How'd it go for him? New York Times reviewer Frank Bruni said Parea was "a fittingly arresting showcase for a sophisticated chef's effort to recast Greek cuisine by approaching it with a typically high standards, unearthing neglected traditions and finding novel assignments for commonly used ingredients." Notoriously stingy with his stars, Bruni awarded two to Parea.

Meanwhile, the meter was still running on the new Lola back in downtown Cleveland. Strict interpretation of historic building restoration standards caused some parts of the buildout to crawl. But the place finally opened last September, almost a full year behind schedule. Local critics immediately acknowledged that Lola was worth the wait. As for how the dining public received it, Symon laughs today about how timid his original financial projections turned out to be.

The new Lola is a cosmopolitan, sexy space that seats 110 the dining room, 15 at the bar and 30 in a private dining area downstairs. The menu is a citified version of the old Lola menu, "citified" meaning the addition of several steak-like items for the suit-and-tie business crowd that frequents the now-easier-to-get-to Lola.

Symon's knack for attracting and keeping talented people helped get these three restaurants off the ground. His first and best personnel decision involved marrying well. Symon's wife and business partner, Liz Symon, handles the wine program and creates the atmosphere. Her skill at developing wine lists has enabled Lola to regularly rack up Wine Spectator Awards of Excellence since 1998. As for atmosphere, the pictures that accompany this story illustrate how her formidable design skills translate into realworld restaurant settings.

The Symons' expansion push enabled them to bring in partner Doug Petkovic along the way. He now ably handles key operational aspects of the restaurant.
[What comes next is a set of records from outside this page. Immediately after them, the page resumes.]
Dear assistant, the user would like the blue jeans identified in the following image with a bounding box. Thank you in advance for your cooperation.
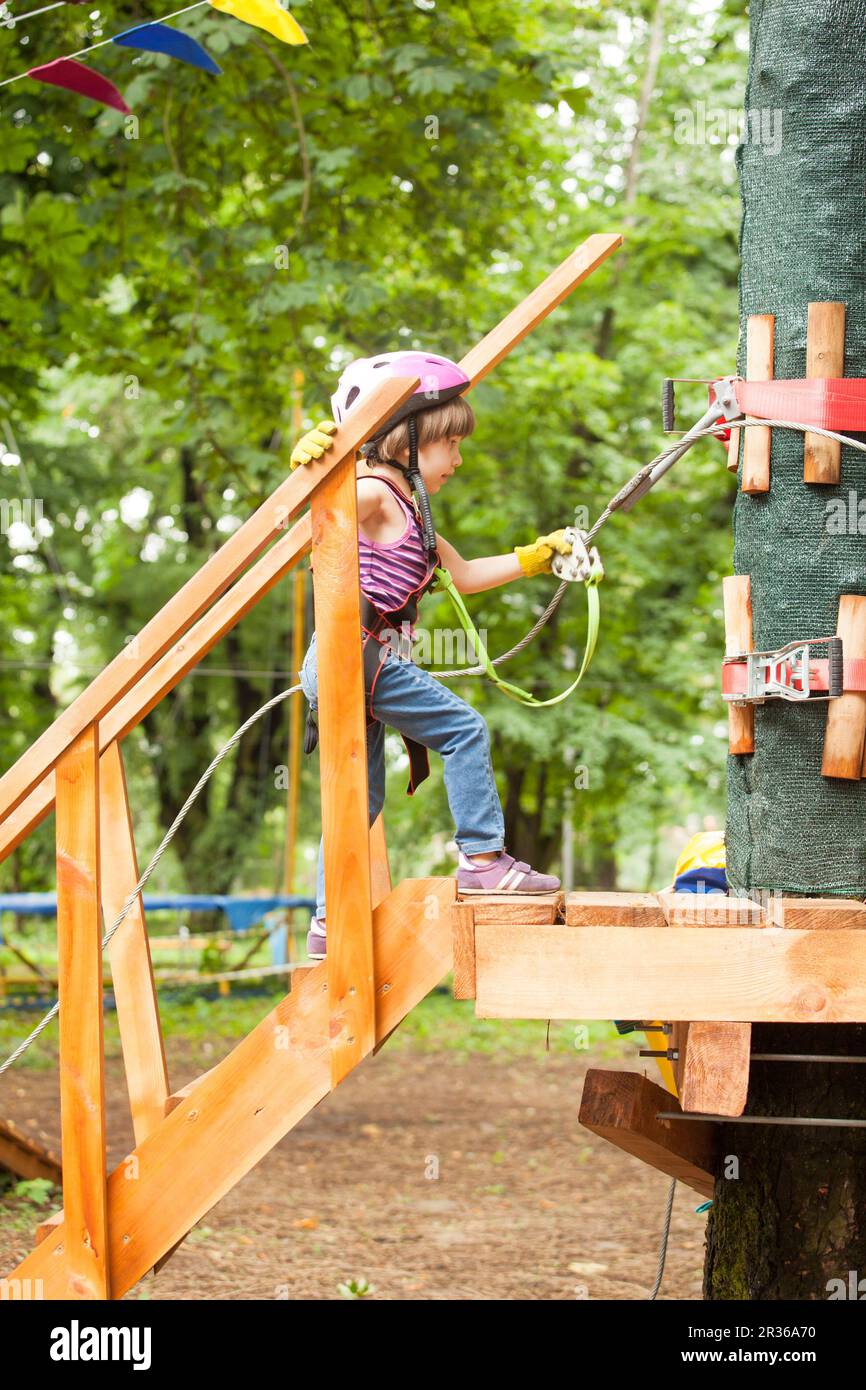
[300,632,505,920]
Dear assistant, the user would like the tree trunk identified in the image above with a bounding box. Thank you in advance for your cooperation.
[705,0,866,1300]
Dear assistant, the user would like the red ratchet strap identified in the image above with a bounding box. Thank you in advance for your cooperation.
[734,377,866,432]
[721,656,866,696]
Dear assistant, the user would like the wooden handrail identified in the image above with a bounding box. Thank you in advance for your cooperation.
[0,512,310,863]
[0,377,418,821]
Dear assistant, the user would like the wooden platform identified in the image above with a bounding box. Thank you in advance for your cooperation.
[452,891,866,1150]
[455,892,866,1023]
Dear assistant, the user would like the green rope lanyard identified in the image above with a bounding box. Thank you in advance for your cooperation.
[434,566,603,706]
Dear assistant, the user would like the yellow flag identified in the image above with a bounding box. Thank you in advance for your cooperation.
[210,0,309,43]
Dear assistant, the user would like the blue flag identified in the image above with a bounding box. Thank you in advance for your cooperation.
[111,24,222,75]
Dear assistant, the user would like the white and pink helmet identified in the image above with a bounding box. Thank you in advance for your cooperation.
[331,352,470,442]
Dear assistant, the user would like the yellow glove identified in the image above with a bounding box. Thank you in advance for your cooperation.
[289,420,336,468]
[514,527,571,578]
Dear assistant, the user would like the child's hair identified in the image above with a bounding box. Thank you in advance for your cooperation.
[367,396,475,467]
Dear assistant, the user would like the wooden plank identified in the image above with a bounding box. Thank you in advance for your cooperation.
[769,897,866,931]
[57,724,107,1298]
[0,234,623,858]
[0,377,418,820]
[311,459,375,1086]
[370,812,393,908]
[475,923,866,1023]
[580,1068,717,1197]
[0,514,311,862]
[6,878,453,1298]
[803,303,845,485]
[460,892,566,926]
[656,888,769,927]
[566,892,664,927]
[99,742,170,1144]
[680,1023,752,1115]
[740,314,776,493]
[450,902,475,999]
[721,574,755,756]
[0,1119,61,1187]
[822,594,866,781]
[460,232,623,386]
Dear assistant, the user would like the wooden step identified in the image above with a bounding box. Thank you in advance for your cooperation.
[457,892,566,926]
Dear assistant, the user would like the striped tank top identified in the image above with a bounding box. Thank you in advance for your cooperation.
[357,478,428,612]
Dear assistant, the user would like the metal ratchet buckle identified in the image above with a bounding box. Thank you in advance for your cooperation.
[724,637,842,705]
[553,525,605,584]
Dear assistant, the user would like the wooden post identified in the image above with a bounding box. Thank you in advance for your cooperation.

It also meant promotions for Frank Rogers, now executive chef of Lola, Frank Harlan, executive chef of Lolita, and Jonathon Sawyer, who steers the ship as executive chef at Parea in between Symon's visits to New York.

A key addition to the new Lola team has been pastry chef Cory Barrett, who last worked at the highly respected Tribute in Detroit. He's talented, ambitious and full of surprises—kind of like his bosses. No wonder he fit right in at Lola.